TAX TO GDP RATIO - ECONOMY

News: Direct tax-GDP ratio rose to 15-year high in FY23

 

What's in the news?

       Direct tax-to-GDP ratio, which reflects the share of taxes in the overall output generated in the country, rose to a 15-year high of 6.11 percent in the financial year 2022-23, time-series data released by the Central Board of Direct Taxes (CBDT) under the Ministry of Finance.

 

Tax to GDP Ratio:

       It measures how much tax is collected in relation to the country’s GDP.
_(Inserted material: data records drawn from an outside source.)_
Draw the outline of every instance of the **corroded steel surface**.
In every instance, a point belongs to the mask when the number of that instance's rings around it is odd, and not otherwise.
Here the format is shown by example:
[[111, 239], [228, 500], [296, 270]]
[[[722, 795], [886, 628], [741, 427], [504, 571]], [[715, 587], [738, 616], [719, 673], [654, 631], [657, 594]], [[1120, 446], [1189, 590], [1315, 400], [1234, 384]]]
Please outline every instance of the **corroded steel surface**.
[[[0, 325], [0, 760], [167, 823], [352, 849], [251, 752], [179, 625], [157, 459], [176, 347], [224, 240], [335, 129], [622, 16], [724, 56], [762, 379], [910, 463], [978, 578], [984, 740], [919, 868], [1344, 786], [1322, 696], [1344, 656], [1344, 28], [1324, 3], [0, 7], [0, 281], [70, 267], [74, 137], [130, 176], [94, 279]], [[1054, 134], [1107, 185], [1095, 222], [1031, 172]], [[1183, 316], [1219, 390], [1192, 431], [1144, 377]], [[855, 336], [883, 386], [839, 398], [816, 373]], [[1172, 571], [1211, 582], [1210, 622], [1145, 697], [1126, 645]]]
       It gives policymakers and analysts a parameter that can be used to compare tax receipts from year to year.

 

Significance:

       The better the country’s financial situation, the higher the tax to GDP ratio.

       The ratio indicates how well the government can afford its expenses.

 

Tax to GDP Ratio for India:

       Only ~ 6% of people in India pay income tax, i.e. 8 crore people out of 132 crore population.

       As of 2023 Gross tax to GDP in India is 11.1%.

       Direct tax-to-GDP ratio, which reflects the share of taxes in the overall output generated in the country, rose to a 15-year high.

 

Go back to basics:

Tax Revenue:

       The total amount of taxes collected by the government.

 

GDP:

       It is the total value of all goods and services produced within a country's borders.